4(幅)×2(高さ)×2(奥行)cmくらいの置物です。小さいけどスキャンできるのかな
「ダヴィンチ Jr. 1.0 3 in1」とPCを付属のUSBケーブルで接続し、PC上で「XYZscan」(ダウンロードサイトはこちら。http://support.xyzprinting.com/jp_ja/Help/download)を機動。「ダヴィンチ Jr. 1.0 3 in1」本体には、スキャン用ターンテーブルを設置します
ターンテーブルの上に、スキャンしたいものを置きます。「XYZscan」上で「スキャン開始」を選ぶと、スキャンが開始されます
1度目のスキャンが終わりました。ほぼ、実際の置物のしろくまの形になっていますが、裏面などスキャンしきれていない部分があるので、しろくまの向きを変えてもう一度スキャンする必要があります
今度は、逆さまにしてスキャンしてみます
左が1度目のスキャンの結果、右が2度目のスキャンの結果
それぞれ対応する部分にマークを付けて、2つを合成します
合成することで、しろくまのすべての面がスキャンされました
スキャン・合成後、もし不要な部分があれば、消すこともできます
表面をなめらかにしてみました。うまくスキャンできたと思います!
今回は、スキャンしたしろくまを3Dプリントしてみるため、スキャンしたデータを3Wファイルに書き出します。スキャンしたしろくまのデータを「XYZware」で開き、3W ファイルに書き出し、「ダヴィンチ Jr. 1.0 3 in1」でプリントをスタート!

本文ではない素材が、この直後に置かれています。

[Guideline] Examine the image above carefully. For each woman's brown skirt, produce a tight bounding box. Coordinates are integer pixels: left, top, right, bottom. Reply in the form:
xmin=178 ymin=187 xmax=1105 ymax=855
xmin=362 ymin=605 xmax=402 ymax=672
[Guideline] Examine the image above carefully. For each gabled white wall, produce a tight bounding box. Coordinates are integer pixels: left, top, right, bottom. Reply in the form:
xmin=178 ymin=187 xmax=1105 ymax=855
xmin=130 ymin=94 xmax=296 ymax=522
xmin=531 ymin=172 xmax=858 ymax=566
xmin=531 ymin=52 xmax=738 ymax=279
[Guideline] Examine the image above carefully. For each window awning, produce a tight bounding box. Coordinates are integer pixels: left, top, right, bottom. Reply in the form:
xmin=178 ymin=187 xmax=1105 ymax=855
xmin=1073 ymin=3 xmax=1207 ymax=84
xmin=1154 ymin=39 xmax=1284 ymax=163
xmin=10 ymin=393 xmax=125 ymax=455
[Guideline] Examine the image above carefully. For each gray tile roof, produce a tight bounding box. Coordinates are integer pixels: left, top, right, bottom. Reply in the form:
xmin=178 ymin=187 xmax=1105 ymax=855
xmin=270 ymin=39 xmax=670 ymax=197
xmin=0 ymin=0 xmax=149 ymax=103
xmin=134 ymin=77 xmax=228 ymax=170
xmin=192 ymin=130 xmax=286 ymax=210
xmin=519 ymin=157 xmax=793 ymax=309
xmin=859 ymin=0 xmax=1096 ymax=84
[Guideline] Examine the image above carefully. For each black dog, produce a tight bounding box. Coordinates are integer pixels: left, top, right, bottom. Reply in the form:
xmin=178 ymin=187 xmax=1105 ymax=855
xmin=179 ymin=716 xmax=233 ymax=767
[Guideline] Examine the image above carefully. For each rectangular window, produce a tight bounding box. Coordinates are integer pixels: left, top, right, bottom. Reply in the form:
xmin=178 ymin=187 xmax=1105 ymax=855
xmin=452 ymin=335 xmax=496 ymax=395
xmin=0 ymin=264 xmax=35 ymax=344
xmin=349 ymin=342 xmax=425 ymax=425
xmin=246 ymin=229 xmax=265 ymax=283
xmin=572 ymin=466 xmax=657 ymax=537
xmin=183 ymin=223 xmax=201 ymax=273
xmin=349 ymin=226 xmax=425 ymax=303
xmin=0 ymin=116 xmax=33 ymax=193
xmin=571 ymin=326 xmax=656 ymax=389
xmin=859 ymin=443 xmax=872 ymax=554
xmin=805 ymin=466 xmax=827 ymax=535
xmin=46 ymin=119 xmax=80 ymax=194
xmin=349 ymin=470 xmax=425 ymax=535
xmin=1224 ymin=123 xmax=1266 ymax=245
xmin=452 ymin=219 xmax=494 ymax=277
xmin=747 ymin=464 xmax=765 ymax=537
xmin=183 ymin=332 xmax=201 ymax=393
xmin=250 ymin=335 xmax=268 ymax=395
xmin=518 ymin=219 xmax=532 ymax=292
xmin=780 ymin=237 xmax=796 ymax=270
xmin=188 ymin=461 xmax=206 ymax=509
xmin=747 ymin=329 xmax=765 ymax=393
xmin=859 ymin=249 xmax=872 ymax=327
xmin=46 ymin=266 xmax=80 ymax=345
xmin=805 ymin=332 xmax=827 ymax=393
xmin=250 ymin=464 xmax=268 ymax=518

そしてプリントしてみた結果がこちら! 失敗! ウワーン!!(泣)
3Dスキャンも3Dデータも完璧だと思ったのに、どうしてプリントは失敗してしまったのでしょうか。XYZプリンティングジャパンの担当者様にアドバイスをいただきました。「3Wファイルにする際、“ラフト”と“サポート”にチェックを入れてみてください。積層ピッチは0.3〜0.4mmから始めて様子を見てから、0.2mm、0.1mmにするとよいですよ」とのこと。
「ラフト」とは、川などに浮かべる「いかだ」のことで、プリント時にオブジェクトがきれいにプリントされるよう、オブジェクトの土台となる部分のことです。この部分は、プリントが終わったあと、手で取り外すことができます。また、「積層ピッチ」とは、フィラメントのレイヤーの細かさです。数字が小さいほど時間がかかりますが、なめらかに出力することができます。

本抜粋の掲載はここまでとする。